There are Asian companies that hire professional managers but usually an identified family member or heir will be at the helm, with professional managers deferring to them in key decisions be it in the capacity as a chairman or CEO.

Asians do not trust outsiders, beyond their family members.

This is more than a cultural phenomenon. It would appear to be deeply rooted in the value system for Asian households as this extends to roadside food business all the way to large sprawling business empires.

You don’t know what you don’t know

An interesting part of my job involves getting to know the management of companies before we decide to invest in them. Often, I get to meet the controlling shareholders of listed and private companies before making any investment decision.

Our conversation can span from business performance, tales of origins to the growth plans for the future.

I very much enjoy these conversations as it is inspiring to learn how they have built their business over time.

Increasingly, I have made it a point to talk about succession planning especially if the founder or controlling shareholder is aged above 60.

My decision whether to take a position in the company is heavily influenced by their views and plans on succession.

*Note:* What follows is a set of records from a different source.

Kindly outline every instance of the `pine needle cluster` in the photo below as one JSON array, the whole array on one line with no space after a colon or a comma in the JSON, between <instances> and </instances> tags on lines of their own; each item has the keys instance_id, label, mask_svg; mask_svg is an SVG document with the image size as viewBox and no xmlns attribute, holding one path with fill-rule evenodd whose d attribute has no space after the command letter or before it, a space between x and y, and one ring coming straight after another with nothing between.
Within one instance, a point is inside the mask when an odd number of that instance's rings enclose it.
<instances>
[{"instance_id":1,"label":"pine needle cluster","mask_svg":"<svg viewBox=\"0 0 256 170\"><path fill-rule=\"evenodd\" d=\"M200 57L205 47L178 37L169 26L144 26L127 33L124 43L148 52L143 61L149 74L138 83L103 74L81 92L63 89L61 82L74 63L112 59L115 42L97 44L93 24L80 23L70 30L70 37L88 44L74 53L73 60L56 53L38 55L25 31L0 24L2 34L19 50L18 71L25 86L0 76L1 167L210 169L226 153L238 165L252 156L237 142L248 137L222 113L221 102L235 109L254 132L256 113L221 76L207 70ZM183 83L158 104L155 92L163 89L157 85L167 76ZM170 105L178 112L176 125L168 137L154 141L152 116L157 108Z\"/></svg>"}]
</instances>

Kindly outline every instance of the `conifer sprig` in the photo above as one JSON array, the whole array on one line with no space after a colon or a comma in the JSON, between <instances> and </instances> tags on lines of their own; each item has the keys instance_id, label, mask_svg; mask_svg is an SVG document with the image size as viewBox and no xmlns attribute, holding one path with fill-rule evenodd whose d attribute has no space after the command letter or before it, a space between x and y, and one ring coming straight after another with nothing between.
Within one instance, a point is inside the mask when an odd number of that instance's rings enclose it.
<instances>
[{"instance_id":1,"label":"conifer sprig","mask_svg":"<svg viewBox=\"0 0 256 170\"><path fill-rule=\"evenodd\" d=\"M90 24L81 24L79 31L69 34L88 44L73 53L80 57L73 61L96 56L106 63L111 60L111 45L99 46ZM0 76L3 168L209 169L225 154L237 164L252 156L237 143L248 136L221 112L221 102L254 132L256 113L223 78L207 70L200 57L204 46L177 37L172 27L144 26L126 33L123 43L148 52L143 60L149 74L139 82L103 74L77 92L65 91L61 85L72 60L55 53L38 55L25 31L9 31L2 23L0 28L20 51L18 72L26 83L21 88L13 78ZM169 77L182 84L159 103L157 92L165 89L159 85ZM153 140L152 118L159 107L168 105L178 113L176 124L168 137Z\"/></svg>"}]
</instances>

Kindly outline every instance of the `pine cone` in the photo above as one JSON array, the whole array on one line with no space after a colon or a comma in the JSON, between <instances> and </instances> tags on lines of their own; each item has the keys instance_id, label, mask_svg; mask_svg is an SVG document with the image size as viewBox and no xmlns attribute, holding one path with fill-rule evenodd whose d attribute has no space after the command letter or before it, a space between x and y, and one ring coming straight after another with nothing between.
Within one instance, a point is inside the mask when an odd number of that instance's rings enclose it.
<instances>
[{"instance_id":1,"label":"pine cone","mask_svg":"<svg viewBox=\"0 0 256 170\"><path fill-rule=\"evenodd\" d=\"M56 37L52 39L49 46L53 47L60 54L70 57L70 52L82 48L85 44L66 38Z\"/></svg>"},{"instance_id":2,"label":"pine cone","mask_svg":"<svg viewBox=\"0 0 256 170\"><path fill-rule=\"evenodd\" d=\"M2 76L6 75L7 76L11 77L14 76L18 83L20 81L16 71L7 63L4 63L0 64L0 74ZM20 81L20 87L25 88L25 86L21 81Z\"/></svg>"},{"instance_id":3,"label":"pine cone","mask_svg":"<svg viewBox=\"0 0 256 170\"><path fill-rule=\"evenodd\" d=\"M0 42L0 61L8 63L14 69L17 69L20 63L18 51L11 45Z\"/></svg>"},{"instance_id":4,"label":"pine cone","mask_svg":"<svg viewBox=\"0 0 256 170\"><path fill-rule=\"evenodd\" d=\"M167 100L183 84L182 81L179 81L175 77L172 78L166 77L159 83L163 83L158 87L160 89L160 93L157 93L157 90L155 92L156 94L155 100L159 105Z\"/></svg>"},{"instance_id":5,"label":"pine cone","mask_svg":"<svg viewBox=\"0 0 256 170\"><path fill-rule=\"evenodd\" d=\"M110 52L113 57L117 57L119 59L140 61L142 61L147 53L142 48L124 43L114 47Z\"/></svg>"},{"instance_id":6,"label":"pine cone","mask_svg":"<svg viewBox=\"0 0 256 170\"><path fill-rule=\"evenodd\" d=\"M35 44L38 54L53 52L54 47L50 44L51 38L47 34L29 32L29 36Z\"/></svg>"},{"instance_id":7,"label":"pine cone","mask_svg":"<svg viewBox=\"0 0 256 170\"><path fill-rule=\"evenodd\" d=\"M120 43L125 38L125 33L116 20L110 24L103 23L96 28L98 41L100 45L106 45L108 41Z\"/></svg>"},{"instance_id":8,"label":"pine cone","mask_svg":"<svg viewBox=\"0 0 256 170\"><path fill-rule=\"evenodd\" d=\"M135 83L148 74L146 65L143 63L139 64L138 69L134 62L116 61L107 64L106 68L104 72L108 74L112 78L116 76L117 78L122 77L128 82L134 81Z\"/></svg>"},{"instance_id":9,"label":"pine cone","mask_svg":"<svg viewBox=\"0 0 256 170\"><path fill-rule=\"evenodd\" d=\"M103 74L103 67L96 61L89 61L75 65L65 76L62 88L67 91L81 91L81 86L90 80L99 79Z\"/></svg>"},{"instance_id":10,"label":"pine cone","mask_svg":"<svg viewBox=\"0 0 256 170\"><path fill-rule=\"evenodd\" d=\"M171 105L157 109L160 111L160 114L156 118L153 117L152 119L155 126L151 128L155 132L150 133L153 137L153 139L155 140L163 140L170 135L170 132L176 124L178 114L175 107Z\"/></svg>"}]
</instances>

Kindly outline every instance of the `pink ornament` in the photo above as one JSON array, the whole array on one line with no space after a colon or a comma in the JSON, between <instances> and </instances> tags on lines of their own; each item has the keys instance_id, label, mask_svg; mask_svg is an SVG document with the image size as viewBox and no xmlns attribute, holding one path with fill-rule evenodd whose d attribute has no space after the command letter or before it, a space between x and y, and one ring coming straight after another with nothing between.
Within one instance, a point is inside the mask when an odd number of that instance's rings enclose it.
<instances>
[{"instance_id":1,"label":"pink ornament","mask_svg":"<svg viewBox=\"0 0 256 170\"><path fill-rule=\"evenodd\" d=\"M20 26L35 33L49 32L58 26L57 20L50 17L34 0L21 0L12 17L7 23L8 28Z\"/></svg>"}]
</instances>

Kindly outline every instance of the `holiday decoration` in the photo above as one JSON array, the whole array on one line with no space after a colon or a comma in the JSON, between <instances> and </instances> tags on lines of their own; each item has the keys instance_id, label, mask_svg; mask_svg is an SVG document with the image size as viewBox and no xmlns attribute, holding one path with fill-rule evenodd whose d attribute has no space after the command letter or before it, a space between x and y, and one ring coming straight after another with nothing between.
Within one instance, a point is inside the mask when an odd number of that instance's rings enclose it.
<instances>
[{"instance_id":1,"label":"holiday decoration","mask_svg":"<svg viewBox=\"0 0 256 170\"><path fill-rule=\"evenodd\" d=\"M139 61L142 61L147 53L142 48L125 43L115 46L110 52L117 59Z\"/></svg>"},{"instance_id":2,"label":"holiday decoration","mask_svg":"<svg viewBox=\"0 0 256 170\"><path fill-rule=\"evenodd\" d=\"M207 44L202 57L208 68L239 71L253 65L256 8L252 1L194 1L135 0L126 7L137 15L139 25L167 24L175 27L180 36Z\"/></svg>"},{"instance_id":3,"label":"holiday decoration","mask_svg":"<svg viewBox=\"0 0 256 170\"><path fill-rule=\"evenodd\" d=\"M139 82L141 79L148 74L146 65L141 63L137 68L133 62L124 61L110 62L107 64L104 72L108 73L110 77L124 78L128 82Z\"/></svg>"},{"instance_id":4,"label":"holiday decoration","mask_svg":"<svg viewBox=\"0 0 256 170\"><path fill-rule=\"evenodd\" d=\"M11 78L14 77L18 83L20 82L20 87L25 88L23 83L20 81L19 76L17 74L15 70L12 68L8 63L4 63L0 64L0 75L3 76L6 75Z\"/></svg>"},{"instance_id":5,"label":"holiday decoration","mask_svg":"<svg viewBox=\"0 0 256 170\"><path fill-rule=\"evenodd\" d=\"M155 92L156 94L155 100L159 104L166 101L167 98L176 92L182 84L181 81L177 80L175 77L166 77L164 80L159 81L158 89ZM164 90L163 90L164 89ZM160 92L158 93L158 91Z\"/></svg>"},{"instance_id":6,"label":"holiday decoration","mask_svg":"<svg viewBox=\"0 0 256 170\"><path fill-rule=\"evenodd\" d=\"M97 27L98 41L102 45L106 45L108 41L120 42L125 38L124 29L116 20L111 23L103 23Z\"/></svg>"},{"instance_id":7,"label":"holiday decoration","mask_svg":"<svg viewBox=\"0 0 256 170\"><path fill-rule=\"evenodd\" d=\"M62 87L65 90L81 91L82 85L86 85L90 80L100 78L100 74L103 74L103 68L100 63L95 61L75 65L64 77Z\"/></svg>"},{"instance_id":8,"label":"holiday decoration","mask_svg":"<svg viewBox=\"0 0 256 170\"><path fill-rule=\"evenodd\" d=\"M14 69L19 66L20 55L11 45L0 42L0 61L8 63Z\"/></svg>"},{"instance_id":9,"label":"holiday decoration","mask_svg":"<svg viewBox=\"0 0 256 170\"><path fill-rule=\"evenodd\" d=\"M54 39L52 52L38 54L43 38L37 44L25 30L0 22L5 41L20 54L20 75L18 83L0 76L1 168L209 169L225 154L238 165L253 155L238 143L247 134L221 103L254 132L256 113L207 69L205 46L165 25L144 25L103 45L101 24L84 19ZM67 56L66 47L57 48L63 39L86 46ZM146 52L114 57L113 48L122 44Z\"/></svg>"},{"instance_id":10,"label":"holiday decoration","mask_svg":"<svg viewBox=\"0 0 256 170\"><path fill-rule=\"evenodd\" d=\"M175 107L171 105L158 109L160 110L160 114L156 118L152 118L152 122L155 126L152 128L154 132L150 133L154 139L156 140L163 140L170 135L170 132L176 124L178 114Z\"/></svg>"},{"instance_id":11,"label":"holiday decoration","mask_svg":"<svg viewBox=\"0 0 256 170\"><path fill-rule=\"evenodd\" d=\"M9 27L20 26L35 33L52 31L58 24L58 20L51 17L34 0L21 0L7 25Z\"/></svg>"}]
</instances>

For public companies, accountability and transparency is paramount. The companies listed on the bourse logically accounts to the public and not the family ownership, even if it is controlled by family members.

This means that succession plans must be in place if the founder is getting older.

When we invest in a company, we are not looking at the companies’ short-term performance. Most of the time, the long-term growth and sustainability is what counts the most.

This means if a company is too heavily reliant on a single individual, it poses key man risk. Most family-owned listed companies in Malaysia are facing this problem today.

Some may have their second generation installed in leadership roles but I have come across very few that possess the same level of acumen as the founders.

They may be more vocal or visible than the founders but unfortunately this does not automatically translate to competency.

A wise man once told me, “You don’t know what you don’t know.”

This is my key observation whenever second generation takes on leadership roles before they are actually ready.

Lack of execution experience and ego leads to questionable decision-making.

Understandably, experiences are accumulated over time. However, the experience of hardship and failures cannot be taught except through actual personal experience.

There is no perfect formula when it comes to succession but one thing which I am certain of is that competency matters.

Period.

Circle of life

The Chinese believes in the maxim that wealth does not last beyond three generations. Some call it a curse.

To break this curse, possibly adopting a page out of the playbook of Western companies may help.

For those who do not subscribe to Western management philosophy, I have observed that Japanese companies would be more suited as reference for companies in Malaysia.

The track record of survival and succession for Japanese companies is impressive, often going beyond the third generation.

The combination of family and professional managers through institutionalisation works wonders, at the very least surviving beyond the next generation.

If the wealthy remains wealthy perpetually, then the poor will never be able to achieve a breakthrough. Upwards social mobility is an integral part of the circle of life.

Many factors come into play such as family harmony, knowledge, prudence, greed, opportunity and luck too.

Ultimately, whether a company or business survives is part of the circle of life.